On February 22, 1849, Leeper and his friends journeyed to the Pacific coast. They reached the gold fields on October 11, 1849. Leeper then moved to the Sacramento, California, and built coffins. Leeper moved to Coloma, California, and then to Hangtown, California. He stayed at Hangtown for a few months. He then went north to Trinity County and mined in Weaverville until the next fall. He was wounded in the leg by an arrow from Digger Indians. Leeper then moved to Humboldt Bay and engaged in logging. He remained there until May 1854. He then returned to Indiana and attended school at Mishawaka Institute.

==Career==
In 1864, Leeper moved west to Montana and worked in mining and freight. He was a Whig until the Republican Party formed. In 1867, Leeper was nominated to the Montana House of Representatives but was defeated. He returned to Indiana in August 1868. In 1872, he left the Republican Party. He was nominated for the Indiana House of Representatives by the Liberal Party and the Democratic Party, but declined. He was elected to that body in 1874 as an independent and re-elected in 1877. In 1878, Leeper was elected to the Indiana Senate as a Democrat, representing St. Joseph and Starke counties. While in office, he advocated for game laws, a new state house and better care for the poor and insane. In 1882, Leeper was nominated for County Auditor for St. Joseph County but was defeated.

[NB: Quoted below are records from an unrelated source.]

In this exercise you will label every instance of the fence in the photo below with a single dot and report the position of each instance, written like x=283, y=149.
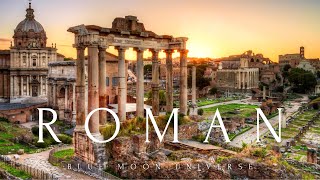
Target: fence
x=79, y=166
x=35, y=173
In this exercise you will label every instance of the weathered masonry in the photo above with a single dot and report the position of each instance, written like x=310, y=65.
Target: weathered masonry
x=125, y=33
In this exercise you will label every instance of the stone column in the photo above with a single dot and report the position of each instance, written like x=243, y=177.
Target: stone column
x=102, y=85
x=80, y=89
x=93, y=88
x=140, y=83
x=73, y=103
x=66, y=98
x=54, y=97
x=155, y=82
x=11, y=86
x=16, y=86
x=169, y=80
x=28, y=81
x=183, y=82
x=21, y=87
x=41, y=85
x=46, y=92
x=194, y=85
x=264, y=92
x=122, y=89
x=248, y=80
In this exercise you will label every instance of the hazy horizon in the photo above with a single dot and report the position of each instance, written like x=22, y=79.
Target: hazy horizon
x=214, y=28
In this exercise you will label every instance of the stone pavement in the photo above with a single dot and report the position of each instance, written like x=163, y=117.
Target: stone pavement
x=40, y=161
x=250, y=136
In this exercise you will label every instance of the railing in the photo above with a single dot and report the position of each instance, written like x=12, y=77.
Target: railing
x=35, y=173
x=79, y=166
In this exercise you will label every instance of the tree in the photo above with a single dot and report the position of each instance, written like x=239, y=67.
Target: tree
x=147, y=68
x=200, y=112
x=162, y=97
x=213, y=91
x=201, y=81
x=302, y=80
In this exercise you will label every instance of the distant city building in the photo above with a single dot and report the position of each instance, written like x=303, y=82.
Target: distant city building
x=292, y=59
x=24, y=71
x=242, y=78
x=306, y=65
x=62, y=85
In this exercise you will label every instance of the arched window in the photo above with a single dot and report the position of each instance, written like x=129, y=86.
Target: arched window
x=62, y=92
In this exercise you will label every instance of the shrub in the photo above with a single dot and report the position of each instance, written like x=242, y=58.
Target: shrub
x=260, y=152
x=46, y=143
x=199, y=138
x=35, y=131
x=200, y=112
x=65, y=139
x=3, y=119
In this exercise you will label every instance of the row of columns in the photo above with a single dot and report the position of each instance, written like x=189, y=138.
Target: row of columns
x=17, y=90
x=97, y=84
x=249, y=78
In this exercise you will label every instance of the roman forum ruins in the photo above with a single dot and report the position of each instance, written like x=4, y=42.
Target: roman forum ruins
x=125, y=33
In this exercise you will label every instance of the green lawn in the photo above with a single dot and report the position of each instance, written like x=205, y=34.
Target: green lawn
x=243, y=130
x=66, y=154
x=8, y=132
x=15, y=172
x=204, y=101
x=293, y=128
x=228, y=110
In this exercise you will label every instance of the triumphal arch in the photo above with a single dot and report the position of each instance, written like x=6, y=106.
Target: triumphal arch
x=125, y=33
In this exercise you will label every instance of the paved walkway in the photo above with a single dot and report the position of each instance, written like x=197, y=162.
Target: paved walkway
x=40, y=161
x=251, y=135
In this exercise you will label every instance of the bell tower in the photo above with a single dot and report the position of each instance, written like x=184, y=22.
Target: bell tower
x=302, y=52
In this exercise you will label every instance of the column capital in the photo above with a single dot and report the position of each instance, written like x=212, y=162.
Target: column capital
x=184, y=51
x=102, y=48
x=154, y=51
x=121, y=48
x=169, y=51
x=79, y=46
x=138, y=49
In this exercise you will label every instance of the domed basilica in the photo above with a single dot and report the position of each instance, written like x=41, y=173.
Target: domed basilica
x=25, y=67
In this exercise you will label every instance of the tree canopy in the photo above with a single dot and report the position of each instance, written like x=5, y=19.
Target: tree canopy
x=200, y=79
x=302, y=80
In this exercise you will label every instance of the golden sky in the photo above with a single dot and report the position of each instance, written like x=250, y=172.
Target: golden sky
x=214, y=28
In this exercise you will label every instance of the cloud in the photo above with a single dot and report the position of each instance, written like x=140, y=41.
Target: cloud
x=5, y=40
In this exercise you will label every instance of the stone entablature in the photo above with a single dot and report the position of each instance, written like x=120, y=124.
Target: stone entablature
x=125, y=33
x=242, y=78
x=306, y=65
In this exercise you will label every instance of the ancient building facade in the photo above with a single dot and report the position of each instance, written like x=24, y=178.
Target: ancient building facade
x=61, y=89
x=306, y=65
x=4, y=75
x=125, y=33
x=243, y=78
x=62, y=86
x=292, y=59
x=28, y=64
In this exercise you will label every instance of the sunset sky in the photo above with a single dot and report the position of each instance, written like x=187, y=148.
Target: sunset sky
x=214, y=28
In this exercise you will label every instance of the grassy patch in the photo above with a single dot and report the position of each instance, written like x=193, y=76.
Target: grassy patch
x=15, y=172
x=228, y=110
x=205, y=101
x=66, y=154
x=8, y=133
x=243, y=130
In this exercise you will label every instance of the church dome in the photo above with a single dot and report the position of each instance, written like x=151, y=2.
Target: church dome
x=29, y=32
x=29, y=25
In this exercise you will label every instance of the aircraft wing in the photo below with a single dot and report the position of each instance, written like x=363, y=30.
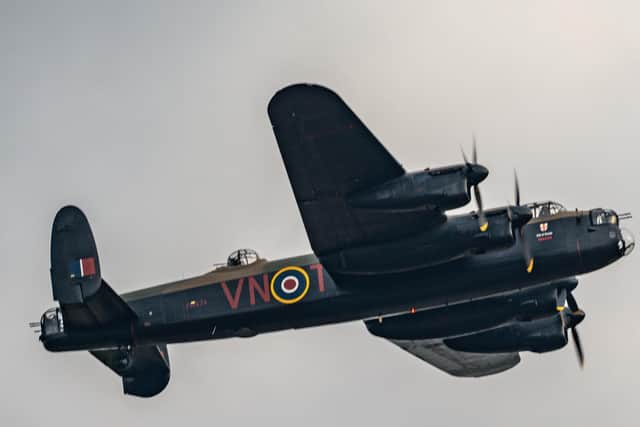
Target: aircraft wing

In 1892, Leeper was elected as Mayor of South Bend. In 1894, he was defeated for re-election by D. B. J. Schaffer. In January 1895 he was appointed as police commissioner of the South Bend police board by Governor Claude Matthews. He served until March 30, 1897. He was re-appointed by Governor James A. Mount in January 1899. He served until his death.

Leeper wrote about local history and wrote "The American Idea" and "The Argonauts of '49". Leeper served as vice president of South Bend National Bank until his death.

==Personal life==
Leeper did not marry. He died on November 27, 1900, at his home at North Michigan Street in South Bend. He was buried at Rohrer Cemetery in St. Joseph County.